Revision #1 Authors: Eshan Chattopadhyay, Jesse Goodman, David Zuckerman

Accepted on: 4th October 2021 21:55

Downloads: 725

Keywords:

Recently, there has been exciting progress in understanding the complexity of distributions. Here, the goal is to quantify the resources required to generate (or sample) a distribution. Proving lower bounds in this new setting is more challenging than in the classical setting, and has yielded interesting new techniques and surprising applications. In this work, we initiate a study of the complexity of sampling with limited memory, and obtain the first nontrivial sampling lower bounds against oblivious read-once branching programs (ROBPs).
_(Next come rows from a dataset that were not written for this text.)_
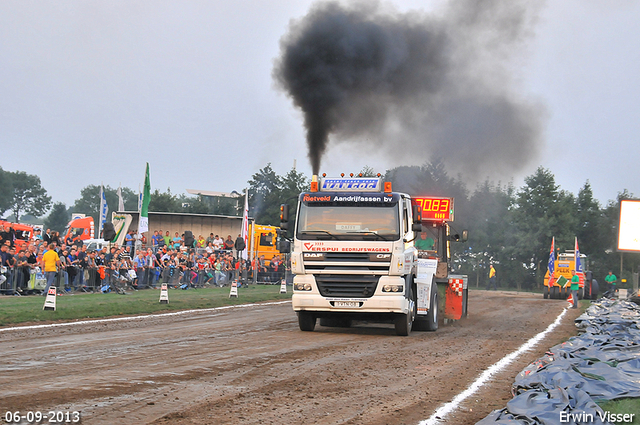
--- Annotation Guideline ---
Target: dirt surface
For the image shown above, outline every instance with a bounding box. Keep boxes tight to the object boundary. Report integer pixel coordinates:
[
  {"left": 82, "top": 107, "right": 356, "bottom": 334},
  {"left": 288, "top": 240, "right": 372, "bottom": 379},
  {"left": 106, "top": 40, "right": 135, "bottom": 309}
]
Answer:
[{"left": 0, "top": 291, "right": 578, "bottom": 425}]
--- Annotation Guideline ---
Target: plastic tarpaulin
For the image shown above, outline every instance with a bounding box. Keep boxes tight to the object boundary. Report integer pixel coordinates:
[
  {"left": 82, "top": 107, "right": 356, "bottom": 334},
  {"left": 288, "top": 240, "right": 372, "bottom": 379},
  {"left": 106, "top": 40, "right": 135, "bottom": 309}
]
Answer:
[{"left": 477, "top": 299, "right": 640, "bottom": 425}]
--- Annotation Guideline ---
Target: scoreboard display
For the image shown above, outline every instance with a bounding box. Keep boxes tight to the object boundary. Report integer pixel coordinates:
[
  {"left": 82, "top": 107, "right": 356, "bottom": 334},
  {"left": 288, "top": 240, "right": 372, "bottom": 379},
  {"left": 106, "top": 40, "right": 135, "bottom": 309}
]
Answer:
[{"left": 412, "top": 197, "right": 453, "bottom": 221}]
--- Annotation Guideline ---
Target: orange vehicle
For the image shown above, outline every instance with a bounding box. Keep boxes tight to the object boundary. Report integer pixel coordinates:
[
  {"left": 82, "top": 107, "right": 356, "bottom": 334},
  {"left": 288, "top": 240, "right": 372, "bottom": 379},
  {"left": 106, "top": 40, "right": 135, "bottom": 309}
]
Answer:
[
  {"left": 543, "top": 250, "right": 589, "bottom": 299},
  {"left": 0, "top": 220, "right": 33, "bottom": 249},
  {"left": 63, "top": 217, "right": 94, "bottom": 241}
]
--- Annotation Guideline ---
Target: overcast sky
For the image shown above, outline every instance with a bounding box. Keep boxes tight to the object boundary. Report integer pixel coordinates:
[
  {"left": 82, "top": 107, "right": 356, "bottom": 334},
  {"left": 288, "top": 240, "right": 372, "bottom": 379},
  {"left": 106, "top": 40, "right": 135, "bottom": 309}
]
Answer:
[{"left": 0, "top": 0, "right": 640, "bottom": 208}]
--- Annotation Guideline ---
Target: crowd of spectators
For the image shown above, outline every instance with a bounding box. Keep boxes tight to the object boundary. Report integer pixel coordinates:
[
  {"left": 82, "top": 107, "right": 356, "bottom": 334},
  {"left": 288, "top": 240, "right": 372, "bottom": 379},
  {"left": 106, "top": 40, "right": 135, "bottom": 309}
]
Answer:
[{"left": 0, "top": 225, "right": 285, "bottom": 294}]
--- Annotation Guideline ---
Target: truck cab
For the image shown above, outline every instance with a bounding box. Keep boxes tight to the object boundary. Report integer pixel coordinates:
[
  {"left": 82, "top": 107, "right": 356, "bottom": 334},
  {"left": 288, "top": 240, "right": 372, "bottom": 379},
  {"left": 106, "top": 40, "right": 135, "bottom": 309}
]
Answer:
[{"left": 281, "top": 177, "right": 428, "bottom": 335}]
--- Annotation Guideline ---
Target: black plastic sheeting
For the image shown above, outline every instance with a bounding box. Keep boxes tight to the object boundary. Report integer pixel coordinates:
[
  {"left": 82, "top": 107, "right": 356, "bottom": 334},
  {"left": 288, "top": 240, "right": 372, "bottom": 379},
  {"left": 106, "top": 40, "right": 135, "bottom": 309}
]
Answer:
[{"left": 476, "top": 298, "right": 640, "bottom": 425}]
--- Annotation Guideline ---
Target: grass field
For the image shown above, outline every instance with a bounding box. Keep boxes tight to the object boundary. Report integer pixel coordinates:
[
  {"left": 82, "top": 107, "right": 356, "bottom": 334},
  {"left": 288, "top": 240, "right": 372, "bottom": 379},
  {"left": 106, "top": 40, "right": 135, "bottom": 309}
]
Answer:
[{"left": 0, "top": 285, "right": 291, "bottom": 326}]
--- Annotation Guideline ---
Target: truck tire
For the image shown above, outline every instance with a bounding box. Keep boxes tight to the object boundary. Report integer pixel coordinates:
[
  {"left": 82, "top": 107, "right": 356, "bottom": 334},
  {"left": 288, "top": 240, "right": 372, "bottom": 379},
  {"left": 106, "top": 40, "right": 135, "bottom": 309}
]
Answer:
[
  {"left": 394, "top": 285, "right": 417, "bottom": 336},
  {"left": 298, "top": 311, "right": 316, "bottom": 332}
]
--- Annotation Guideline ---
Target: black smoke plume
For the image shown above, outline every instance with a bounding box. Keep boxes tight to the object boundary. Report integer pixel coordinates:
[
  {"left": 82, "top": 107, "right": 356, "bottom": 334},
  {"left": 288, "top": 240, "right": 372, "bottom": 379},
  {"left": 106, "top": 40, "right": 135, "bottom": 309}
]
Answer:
[{"left": 273, "top": 0, "right": 544, "bottom": 176}]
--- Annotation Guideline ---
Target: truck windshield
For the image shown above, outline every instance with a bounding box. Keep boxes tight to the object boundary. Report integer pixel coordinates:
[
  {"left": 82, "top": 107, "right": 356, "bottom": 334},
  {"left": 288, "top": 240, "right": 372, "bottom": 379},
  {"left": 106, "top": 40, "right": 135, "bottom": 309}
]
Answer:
[{"left": 297, "top": 202, "right": 400, "bottom": 240}]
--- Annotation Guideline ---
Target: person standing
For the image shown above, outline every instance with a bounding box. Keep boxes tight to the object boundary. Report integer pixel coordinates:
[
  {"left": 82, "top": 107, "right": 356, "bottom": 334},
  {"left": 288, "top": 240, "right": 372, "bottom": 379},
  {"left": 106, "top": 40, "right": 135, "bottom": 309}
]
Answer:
[
  {"left": 41, "top": 242, "right": 60, "bottom": 295},
  {"left": 234, "top": 235, "right": 247, "bottom": 261},
  {"left": 571, "top": 270, "right": 580, "bottom": 308},
  {"left": 487, "top": 264, "right": 498, "bottom": 291},
  {"left": 604, "top": 270, "right": 618, "bottom": 294}
]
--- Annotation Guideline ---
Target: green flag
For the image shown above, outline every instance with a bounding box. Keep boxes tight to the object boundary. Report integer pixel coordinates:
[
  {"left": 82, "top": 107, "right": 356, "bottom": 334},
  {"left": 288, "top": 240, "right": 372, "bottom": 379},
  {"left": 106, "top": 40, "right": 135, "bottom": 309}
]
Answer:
[{"left": 138, "top": 162, "right": 151, "bottom": 233}]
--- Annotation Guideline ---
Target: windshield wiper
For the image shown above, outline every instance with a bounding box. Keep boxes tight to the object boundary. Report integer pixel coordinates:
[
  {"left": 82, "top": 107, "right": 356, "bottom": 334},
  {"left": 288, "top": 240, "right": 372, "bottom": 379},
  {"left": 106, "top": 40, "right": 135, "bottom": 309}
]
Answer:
[
  {"left": 300, "top": 230, "right": 338, "bottom": 239},
  {"left": 347, "top": 230, "right": 389, "bottom": 241}
]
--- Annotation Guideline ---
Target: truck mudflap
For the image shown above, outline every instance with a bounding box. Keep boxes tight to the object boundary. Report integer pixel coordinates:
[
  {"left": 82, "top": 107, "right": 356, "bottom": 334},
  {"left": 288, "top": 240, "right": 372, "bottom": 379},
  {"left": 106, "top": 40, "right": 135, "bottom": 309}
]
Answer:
[
  {"left": 444, "top": 275, "right": 469, "bottom": 320},
  {"left": 415, "top": 258, "right": 438, "bottom": 316}
]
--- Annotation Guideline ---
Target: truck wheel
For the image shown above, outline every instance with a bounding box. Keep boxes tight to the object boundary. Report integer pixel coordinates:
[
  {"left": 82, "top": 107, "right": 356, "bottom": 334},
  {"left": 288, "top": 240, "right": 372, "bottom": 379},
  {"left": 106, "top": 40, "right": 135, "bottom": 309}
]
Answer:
[
  {"left": 394, "top": 285, "right": 417, "bottom": 336},
  {"left": 298, "top": 311, "right": 316, "bottom": 332}
]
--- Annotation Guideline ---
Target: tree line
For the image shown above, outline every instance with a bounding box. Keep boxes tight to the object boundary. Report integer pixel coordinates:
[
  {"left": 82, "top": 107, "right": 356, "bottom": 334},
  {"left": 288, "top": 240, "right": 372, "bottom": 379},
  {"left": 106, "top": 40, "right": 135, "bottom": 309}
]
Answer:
[{"left": 0, "top": 159, "right": 640, "bottom": 289}]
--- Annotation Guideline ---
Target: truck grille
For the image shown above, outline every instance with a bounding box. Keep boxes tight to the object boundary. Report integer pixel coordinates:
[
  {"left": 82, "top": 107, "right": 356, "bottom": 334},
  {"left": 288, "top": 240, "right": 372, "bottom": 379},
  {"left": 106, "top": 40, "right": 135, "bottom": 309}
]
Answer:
[
  {"left": 315, "top": 274, "right": 380, "bottom": 298},
  {"left": 304, "top": 252, "right": 391, "bottom": 274}
]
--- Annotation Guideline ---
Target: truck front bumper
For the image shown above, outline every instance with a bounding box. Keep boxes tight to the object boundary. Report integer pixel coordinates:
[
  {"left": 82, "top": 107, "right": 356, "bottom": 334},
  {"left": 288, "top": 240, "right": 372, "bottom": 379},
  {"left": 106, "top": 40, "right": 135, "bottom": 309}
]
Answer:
[{"left": 291, "top": 275, "right": 409, "bottom": 314}]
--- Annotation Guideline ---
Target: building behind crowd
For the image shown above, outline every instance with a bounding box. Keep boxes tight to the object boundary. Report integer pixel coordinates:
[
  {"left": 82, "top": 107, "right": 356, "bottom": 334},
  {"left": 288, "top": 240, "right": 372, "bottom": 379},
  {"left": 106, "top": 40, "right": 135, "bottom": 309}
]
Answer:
[{"left": 118, "top": 211, "right": 248, "bottom": 240}]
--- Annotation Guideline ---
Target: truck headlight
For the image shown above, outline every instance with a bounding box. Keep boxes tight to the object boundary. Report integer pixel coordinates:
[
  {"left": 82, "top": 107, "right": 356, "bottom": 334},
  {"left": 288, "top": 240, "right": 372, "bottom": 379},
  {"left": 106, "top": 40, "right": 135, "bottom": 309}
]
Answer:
[{"left": 382, "top": 285, "right": 404, "bottom": 292}]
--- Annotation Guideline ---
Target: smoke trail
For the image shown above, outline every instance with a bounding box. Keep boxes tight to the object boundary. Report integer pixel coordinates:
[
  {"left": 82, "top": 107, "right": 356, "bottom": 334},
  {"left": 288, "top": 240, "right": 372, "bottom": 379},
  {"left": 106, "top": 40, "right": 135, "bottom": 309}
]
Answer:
[{"left": 273, "top": 0, "right": 544, "bottom": 175}]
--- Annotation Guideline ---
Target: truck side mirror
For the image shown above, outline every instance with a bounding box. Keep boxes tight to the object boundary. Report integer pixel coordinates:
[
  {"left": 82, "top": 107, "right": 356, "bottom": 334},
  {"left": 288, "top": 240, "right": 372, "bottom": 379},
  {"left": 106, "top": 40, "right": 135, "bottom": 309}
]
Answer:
[
  {"left": 449, "top": 230, "right": 469, "bottom": 242},
  {"left": 412, "top": 205, "right": 422, "bottom": 224},
  {"left": 276, "top": 238, "right": 291, "bottom": 254},
  {"left": 280, "top": 204, "right": 289, "bottom": 230}
]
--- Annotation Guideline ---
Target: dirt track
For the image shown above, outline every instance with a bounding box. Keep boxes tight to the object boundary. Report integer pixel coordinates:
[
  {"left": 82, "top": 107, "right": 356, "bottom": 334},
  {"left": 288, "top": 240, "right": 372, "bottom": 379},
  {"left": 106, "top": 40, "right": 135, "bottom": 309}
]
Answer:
[{"left": 0, "top": 291, "right": 577, "bottom": 425}]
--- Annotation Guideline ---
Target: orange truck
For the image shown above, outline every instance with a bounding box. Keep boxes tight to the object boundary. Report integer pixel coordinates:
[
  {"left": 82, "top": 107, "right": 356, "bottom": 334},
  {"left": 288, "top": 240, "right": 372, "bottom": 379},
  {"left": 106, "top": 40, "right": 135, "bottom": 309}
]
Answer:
[
  {"left": 544, "top": 250, "right": 591, "bottom": 299},
  {"left": 63, "top": 217, "right": 95, "bottom": 241}
]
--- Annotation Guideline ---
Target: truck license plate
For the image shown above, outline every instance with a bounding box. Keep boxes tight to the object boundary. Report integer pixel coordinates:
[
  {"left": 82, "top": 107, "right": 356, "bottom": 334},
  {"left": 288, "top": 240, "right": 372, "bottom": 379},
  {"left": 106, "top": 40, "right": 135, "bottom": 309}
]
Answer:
[{"left": 333, "top": 301, "right": 360, "bottom": 308}]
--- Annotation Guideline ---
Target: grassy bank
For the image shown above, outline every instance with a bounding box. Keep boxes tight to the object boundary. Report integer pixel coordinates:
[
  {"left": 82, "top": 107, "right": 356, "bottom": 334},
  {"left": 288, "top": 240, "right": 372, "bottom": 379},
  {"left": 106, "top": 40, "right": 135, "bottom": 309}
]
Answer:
[{"left": 0, "top": 285, "right": 291, "bottom": 326}]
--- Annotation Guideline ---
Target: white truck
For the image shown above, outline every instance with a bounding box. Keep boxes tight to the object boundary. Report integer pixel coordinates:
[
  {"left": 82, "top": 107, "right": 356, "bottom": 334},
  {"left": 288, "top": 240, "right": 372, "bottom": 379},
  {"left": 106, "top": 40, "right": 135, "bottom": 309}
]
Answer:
[{"left": 281, "top": 176, "right": 464, "bottom": 336}]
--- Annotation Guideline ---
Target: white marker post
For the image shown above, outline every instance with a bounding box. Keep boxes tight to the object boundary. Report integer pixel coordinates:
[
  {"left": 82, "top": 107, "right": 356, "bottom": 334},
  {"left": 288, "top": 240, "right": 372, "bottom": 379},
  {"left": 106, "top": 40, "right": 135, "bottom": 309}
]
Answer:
[
  {"left": 160, "top": 283, "right": 169, "bottom": 304},
  {"left": 42, "top": 286, "right": 56, "bottom": 311}
]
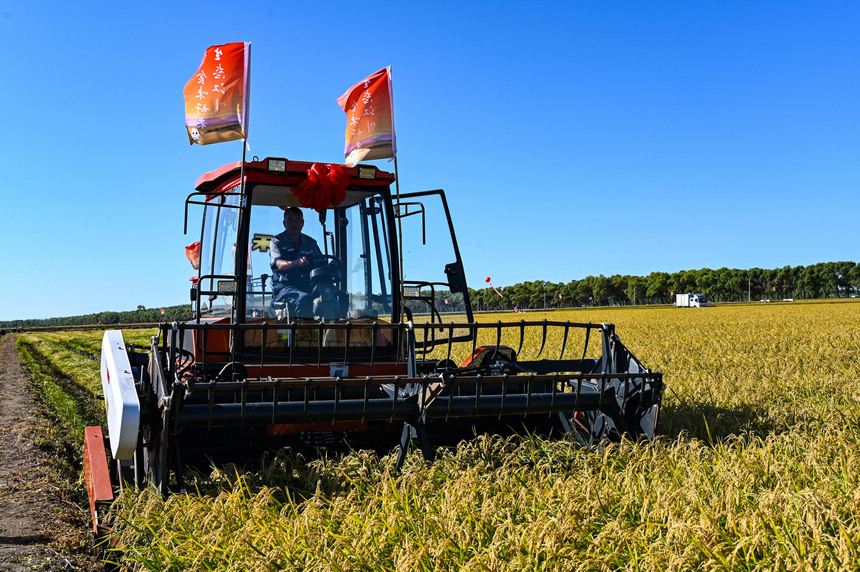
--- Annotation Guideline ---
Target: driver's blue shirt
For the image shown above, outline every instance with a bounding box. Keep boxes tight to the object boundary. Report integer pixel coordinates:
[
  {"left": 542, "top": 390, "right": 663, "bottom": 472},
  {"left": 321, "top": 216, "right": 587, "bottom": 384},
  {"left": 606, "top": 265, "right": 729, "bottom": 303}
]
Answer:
[{"left": 269, "top": 231, "right": 322, "bottom": 293}]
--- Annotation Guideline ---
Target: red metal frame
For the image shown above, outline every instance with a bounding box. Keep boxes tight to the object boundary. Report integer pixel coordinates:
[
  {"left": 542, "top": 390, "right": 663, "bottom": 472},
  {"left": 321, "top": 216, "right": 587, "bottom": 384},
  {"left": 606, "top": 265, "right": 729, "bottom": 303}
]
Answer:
[{"left": 84, "top": 426, "right": 113, "bottom": 534}]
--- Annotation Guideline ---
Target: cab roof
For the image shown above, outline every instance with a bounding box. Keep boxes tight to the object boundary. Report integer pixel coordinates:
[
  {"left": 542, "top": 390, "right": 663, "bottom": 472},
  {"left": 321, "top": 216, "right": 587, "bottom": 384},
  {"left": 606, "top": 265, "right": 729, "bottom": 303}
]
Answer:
[{"left": 194, "top": 157, "right": 394, "bottom": 193}]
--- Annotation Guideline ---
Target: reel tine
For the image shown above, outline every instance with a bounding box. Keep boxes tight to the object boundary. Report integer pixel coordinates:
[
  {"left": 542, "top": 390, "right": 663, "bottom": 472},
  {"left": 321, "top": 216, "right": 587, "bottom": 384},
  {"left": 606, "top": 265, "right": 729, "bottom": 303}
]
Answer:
[
  {"left": 535, "top": 318, "right": 546, "bottom": 359},
  {"left": 558, "top": 320, "right": 570, "bottom": 360},
  {"left": 517, "top": 320, "right": 526, "bottom": 359}
]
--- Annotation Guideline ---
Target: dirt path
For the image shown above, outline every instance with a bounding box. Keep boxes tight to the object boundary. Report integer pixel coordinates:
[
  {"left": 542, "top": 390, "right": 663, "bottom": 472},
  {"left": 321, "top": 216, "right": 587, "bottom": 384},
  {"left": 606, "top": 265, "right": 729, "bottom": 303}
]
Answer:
[{"left": 0, "top": 334, "right": 77, "bottom": 572}]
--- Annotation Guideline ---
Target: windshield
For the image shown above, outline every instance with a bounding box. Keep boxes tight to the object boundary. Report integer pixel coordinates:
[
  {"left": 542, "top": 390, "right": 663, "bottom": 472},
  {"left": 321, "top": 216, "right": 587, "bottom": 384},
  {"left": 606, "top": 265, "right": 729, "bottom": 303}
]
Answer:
[
  {"left": 199, "top": 191, "right": 239, "bottom": 316},
  {"left": 245, "top": 186, "right": 391, "bottom": 321}
]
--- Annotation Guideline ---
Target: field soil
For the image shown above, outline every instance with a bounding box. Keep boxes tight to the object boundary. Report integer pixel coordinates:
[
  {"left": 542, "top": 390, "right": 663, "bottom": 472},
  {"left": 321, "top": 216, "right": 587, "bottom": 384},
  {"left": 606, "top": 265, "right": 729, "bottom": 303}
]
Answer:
[{"left": 0, "top": 334, "right": 79, "bottom": 572}]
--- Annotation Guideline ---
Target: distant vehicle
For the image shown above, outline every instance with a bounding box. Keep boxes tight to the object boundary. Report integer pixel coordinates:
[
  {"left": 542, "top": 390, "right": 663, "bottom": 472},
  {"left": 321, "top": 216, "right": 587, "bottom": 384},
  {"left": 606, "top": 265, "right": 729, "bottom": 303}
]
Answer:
[{"left": 675, "top": 294, "right": 708, "bottom": 308}]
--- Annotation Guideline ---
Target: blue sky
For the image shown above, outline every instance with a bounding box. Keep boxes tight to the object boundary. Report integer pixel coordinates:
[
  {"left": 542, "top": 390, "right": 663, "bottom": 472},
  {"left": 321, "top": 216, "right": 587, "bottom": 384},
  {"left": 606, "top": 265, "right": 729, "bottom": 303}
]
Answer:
[{"left": 0, "top": 1, "right": 860, "bottom": 320}]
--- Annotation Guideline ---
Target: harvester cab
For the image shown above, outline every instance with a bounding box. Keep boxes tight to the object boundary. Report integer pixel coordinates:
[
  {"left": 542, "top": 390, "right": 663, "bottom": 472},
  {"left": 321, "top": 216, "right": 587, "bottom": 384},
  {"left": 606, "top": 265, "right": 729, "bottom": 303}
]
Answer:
[{"left": 87, "top": 158, "right": 663, "bottom": 532}]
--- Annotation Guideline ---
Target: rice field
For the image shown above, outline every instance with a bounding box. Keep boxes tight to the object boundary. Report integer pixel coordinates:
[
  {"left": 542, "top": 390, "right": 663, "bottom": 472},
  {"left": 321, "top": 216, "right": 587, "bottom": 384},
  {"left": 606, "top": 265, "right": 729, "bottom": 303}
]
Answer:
[{"left": 18, "top": 300, "right": 860, "bottom": 570}]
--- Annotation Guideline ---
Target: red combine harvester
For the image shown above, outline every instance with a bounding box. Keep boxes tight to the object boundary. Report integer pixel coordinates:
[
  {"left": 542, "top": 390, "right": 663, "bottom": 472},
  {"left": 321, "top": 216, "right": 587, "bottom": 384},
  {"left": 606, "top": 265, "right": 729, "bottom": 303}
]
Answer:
[{"left": 85, "top": 158, "right": 664, "bottom": 530}]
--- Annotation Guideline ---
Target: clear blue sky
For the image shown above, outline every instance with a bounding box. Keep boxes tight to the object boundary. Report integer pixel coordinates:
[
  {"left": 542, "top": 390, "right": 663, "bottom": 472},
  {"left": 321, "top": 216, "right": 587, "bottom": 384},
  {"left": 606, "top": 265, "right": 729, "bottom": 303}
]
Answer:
[{"left": 0, "top": 0, "right": 860, "bottom": 320}]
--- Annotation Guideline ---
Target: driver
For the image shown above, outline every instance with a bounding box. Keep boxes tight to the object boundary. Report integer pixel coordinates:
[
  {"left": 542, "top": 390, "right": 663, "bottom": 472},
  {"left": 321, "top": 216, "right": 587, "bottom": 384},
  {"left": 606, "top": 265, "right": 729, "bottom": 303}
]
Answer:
[{"left": 269, "top": 207, "right": 322, "bottom": 318}]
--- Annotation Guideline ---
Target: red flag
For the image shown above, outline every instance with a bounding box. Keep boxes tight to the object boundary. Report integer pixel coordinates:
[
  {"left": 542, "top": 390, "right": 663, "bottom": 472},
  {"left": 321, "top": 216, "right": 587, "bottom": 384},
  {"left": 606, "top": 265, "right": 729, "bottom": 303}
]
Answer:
[
  {"left": 185, "top": 240, "right": 200, "bottom": 270},
  {"left": 337, "top": 66, "right": 397, "bottom": 165},
  {"left": 185, "top": 42, "right": 251, "bottom": 145}
]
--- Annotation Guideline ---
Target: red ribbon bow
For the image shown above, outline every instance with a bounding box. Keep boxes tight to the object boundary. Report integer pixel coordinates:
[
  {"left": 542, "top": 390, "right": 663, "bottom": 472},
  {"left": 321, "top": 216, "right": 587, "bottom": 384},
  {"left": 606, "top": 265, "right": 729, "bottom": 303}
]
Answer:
[{"left": 293, "top": 163, "right": 349, "bottom": 212}]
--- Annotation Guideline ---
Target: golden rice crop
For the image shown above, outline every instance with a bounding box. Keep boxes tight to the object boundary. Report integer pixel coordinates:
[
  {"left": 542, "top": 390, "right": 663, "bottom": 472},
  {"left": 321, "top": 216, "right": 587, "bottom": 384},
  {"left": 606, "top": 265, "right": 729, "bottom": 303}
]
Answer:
[{"left": 45, "top": 301, "right": 860, "bottom": 570}]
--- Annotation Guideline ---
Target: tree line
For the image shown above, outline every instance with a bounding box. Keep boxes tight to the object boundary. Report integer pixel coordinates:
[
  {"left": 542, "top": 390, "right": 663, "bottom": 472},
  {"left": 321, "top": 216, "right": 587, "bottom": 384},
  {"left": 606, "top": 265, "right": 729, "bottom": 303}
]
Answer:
[
  {"left": 469, "top": 262, "right": 860, "bottom": 310},
  {"left": 0, "top": 262, "right": 860, "bottom": 328},
  {"left": 0, "top": 304, "right": 192, "bottom": 329}
]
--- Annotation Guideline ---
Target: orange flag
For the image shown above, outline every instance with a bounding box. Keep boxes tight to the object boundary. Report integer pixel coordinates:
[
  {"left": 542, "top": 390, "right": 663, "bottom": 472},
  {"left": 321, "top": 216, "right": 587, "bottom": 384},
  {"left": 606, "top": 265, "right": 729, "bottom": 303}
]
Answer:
[
  {"left": 185, "top": 42, "right": 251, "bottom": 145},
  {"left": 337, "top": 66, "right": 397, "bottom": 165}
]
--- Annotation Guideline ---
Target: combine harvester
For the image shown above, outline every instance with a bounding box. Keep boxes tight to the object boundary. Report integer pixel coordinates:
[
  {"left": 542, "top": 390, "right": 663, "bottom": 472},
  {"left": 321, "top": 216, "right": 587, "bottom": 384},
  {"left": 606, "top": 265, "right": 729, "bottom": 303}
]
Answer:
[{"left": 85, "top": 158, "right": 664, "bottom": 530}]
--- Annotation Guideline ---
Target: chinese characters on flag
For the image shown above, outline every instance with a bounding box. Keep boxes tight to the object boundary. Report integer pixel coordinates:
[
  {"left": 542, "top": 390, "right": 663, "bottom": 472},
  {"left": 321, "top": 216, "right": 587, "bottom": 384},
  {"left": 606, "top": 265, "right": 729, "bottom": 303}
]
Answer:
[
  {"left": 337, "top": 67, "right": 397, "bottom": 165},
  {"left": 185, "top": 42, "right": 251, "bottom": 145}
]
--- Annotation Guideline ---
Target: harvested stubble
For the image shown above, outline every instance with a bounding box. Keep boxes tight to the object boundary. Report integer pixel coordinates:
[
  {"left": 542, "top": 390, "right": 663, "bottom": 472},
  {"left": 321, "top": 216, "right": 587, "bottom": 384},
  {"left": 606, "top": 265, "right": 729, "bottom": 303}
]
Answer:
[{"left": 97, "top": 302, "right": 860, "bottom": 570}]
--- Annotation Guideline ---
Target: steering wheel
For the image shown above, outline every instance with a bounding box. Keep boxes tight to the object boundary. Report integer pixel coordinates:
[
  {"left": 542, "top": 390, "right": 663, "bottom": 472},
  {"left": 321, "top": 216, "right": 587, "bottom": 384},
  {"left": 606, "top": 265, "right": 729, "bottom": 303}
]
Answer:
[{"left": 310, "top": 254, "right": 343, "bottom": 270}]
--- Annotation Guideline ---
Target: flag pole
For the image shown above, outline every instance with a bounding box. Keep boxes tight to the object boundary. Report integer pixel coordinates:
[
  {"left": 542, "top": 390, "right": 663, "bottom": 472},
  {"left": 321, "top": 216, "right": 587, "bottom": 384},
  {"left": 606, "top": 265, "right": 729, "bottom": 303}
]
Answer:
[{"left": 392, "top": 155, "right": 403, "bottom": 294}]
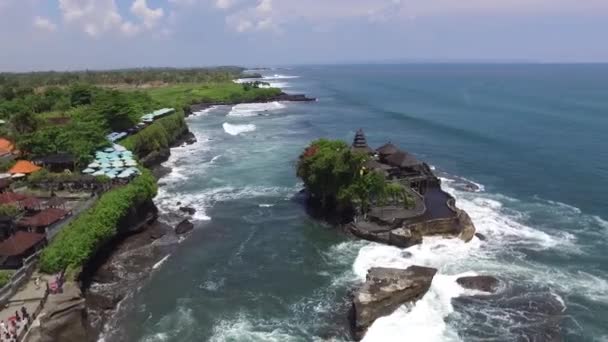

In our first main result, we show that any distribution sampled by an ROBP of width $2^{\Omega(n)}$ has statistical distance $1-2^{-\Omega(n)}$ from any distribution that is uniform over a good code. More generally, we obtain sampling lower bounds for any list decodable code, which are nearly tight. Previously, such a result was only known for sampling in AC$^0$ (Lovett and Viola, CCC'11; Beck, Impagliazzo and Lovett, FOCS'12). As an application of our result, a known connection implies new data structure lower bounds for storing codewords.

In our second main result, we prove a direct product theorem for sampling with ROBPs. Previously, no direct product theorems were known for the task of sampling, for any computational model. A key ingredient in our proof is a simple new lemma about amplifying statistical distance between sequences of somewhat-dependent random variables. Using this lemma, we also obtain a simple new proof of a known lower bound for sampling disjoint sets using two-party communication protocols (Göös and Watson, RANDOM'19).

Major change in presentation, added new result

TR21-106 Authors: Eshan Chattopadhyay, Jesse Goodman, David Zuckerman

Publication: 23rd July 2021 08:15

Downloads: 693

Keywords:

Recently, there has been exciting progress in understanding the complexity of distributions. Here, the goal is to quantify the resources required to generate (or sample) a distribution. Proving lower bounds in this new setting is more challenging than in the classical setting, and has yielded interesting new techniques and surprising applications. In this work, we initiate a study of the complexity of sampling with limited memory, and prove small-space analogs of several results previously known only for sampling in AC$^0$.

1. We exhibit an explicit boolean function $b:\{0,1\}^n\to\{0,1\}$ that cannot be computed by width $2^{\Omega(n)}$ read-once branching programs (ROBPs), even on average, but such that $(\mathbf{U}_n,b(\mathbf{U}_n))$ can be exactly sampled by ROBPs of width $O(n)$.

2. We exhibit an explicit boolean function $b:\{0,1\}^n\to\{0,1\}$ such that any distribution sampled by an ROBP of width $2^{\Omega(n)}$ has statistical distance $\frac{1}{2}-2^{-\Omega(n)}$ from $(\mathbf{U}_n,b(\mathbf{U}_n))$. We show that any such $b$ witnesses exponentially small correlation bounds against ROBPs, and we extend these results to hold for the unknown-order setting.

3. We show that any distribution sampled by an ROBP of width $2^{\Omega(n)}$ has statistical distance $1-2^{-\Omega(n)}$ from any distribution that is uniform over a good code. More generally, we obtain sampling lower bounds for any list decodable code, which are nearly tight. Using a known connection, we also obtain data structure lower bounds for storing codewords.

Along the way, we prove a direct product theorem and several equivalence theorems. These tools offer a generic method to construct distributions with strong sampling lower bounds, and translate these lower bounds into correlation bounds against ROBPs. As an application of our direct product theorem, we show a strong complexity separation between sampling with AC$^0$ circuits and sampling with ROBPs.